# My daughter riding her first horse...



## SlickDirtyDancin (Jul 11, 2009)

That is so adorable! Looks like she has a great deal of potential with her riding!


----------



## FGRanch (Feb 9, 2008)

My goodness is she ever a cutie pie!


----------



## Beloved Killer (May 23, 2009)

Deplorable technique. Deplorable!


----------



## LeahKathleen (Mar 5, 2009)

O.O Too cute.


----------



## RedHawk (Jun 16, 2008)

She may have to work on those legs a bit ;p She is gorgeous!!!


----------



## dancehabit7 (Jul 11, 2009)

That is too cute!! She is adorable! She needs some work on her seat  .. and tell her.. do not ride in undies (or nappies).. it hurts!


----------



## lovemyponies (Jul 26, 2008)

how cute, at least she has her heels down


----------



## kitten_Val (Apr 25, 2007)

Very cute!


----------



## hotreddun (Jun 27, 2008)

Thanks everybody! Her pony was her birthday present from her Granny and Papa. I can't get her off the thing since we opened it last night. She is watching her Word World cartoon sitting on it right now.


----------



## goldilockz (Aug 1, 2008)

:lol: TOO cute!! Good job keeping the heels down. Looks like she's ready to start working on jumping in the last pic :lol:


----------



## newhorsemom (Jun 20, 2008)

She is so cute! She is one of those kids I consider NOT good birth control!! :lol:


----------



## nldiaz66 (Jul 27, 2008)

oh my she is sooo adorable.


----------



## mom2pride (May 5, 2009)

Awwwwwww...WAY too much cuteness there!!!


----------



## 3neighs (Jul 15, 2008)

Too precious! Is she really a year old already? I miss that age...


----------



## G and K's Mom (Jan 11, 2008)

Great pictures, what a happy little girl.

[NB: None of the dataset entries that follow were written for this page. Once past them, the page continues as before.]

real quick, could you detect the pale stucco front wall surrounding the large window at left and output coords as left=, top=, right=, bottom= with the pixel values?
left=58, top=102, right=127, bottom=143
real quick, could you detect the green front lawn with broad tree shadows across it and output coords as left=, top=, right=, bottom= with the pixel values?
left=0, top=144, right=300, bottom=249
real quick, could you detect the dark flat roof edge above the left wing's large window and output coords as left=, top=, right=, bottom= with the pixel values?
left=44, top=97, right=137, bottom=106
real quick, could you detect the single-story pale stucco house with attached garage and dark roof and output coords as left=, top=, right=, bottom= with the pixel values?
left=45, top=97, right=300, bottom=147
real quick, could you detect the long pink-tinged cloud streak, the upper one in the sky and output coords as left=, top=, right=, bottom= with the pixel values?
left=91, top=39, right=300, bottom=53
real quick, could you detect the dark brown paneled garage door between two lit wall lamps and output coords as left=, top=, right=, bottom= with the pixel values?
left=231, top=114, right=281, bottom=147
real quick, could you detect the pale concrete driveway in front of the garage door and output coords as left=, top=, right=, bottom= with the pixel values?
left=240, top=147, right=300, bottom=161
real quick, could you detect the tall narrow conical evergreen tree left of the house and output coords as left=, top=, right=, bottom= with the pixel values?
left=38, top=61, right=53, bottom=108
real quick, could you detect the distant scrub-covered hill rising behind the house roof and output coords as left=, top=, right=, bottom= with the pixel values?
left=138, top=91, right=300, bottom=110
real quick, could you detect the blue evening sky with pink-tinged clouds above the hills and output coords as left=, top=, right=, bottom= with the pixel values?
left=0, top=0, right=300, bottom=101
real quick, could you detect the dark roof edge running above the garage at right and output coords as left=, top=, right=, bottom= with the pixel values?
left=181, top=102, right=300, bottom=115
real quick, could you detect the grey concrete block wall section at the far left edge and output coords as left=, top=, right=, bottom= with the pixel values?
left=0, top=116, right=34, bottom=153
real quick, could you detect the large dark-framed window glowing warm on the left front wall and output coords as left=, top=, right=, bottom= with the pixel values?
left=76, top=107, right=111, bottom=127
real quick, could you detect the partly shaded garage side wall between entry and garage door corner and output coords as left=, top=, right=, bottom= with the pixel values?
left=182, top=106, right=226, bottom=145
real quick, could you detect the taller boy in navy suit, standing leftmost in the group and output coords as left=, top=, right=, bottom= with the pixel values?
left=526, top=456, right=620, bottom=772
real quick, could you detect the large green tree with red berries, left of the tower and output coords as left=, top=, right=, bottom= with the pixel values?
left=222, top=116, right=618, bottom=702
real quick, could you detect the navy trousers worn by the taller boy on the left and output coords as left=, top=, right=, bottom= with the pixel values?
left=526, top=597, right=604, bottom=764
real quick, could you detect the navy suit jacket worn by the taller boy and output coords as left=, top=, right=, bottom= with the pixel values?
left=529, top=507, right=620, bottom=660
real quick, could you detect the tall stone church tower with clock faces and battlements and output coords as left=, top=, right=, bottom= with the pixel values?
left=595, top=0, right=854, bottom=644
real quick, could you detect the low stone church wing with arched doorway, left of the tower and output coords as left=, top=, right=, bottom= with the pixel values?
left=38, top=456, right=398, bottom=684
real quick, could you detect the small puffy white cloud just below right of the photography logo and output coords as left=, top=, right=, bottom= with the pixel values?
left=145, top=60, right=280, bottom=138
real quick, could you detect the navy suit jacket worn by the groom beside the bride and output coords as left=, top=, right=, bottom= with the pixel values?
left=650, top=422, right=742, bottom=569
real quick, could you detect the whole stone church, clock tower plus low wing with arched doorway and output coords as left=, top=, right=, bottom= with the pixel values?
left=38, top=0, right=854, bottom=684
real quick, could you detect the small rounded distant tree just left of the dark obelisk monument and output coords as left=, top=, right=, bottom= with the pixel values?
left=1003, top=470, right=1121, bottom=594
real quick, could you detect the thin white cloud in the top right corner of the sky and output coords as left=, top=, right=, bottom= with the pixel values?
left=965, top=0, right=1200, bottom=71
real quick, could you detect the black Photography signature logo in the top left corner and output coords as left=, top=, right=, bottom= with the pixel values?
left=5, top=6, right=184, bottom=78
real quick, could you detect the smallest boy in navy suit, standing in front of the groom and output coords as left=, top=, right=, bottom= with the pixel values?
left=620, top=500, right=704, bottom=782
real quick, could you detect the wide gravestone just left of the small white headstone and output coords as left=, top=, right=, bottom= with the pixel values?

OTT: 3neighs I love your avatar!!


----------



## DarkEquine (Aug 29, 2008)

Awww, she's going to be an excellent rider one day!! She's already hooked!


----------



## hotreddun (Jun 27, 2008)

3neighs said:


> Too precious! Is she really a year old already? I miss that age...


She'll be a year old on the 24th! It goes by so fast.


----------



## 3neighs (Jul 15, 2008)

> She'll be a year old on the 24th! It goes by so fast.:grin:


Wow! It sure does go fast and once they start school it seems to go faster.



> OTT: 3neighs I love your avatar!!


Thanks! Unfortunately, she'd rather read about them than ride them.


----------



## kchfuller (Feb 1, 2008)

omg you have a little jockey in the making!


----------



## Vidaloco (Sep 14, 2007)

Sweet as angel kisses! Is she going to be a blond or maybe strawberry blond?


----------



## hotreddun (Jun 27, 2008)

Vidaloco said:


> Sweet as angle kisses! Is she going to be a blond or maybe strawberry blond?


Well she's definitely blonde right now...but we don't know if she is going to keep it. I had platinum blond when I was little and its darkened to a very dirty blonde. My husband says he was blond until 5 or 6ish and he now has dark brown hair. Blond and blue eyes...her daddy is in for it when she turns 16!


----------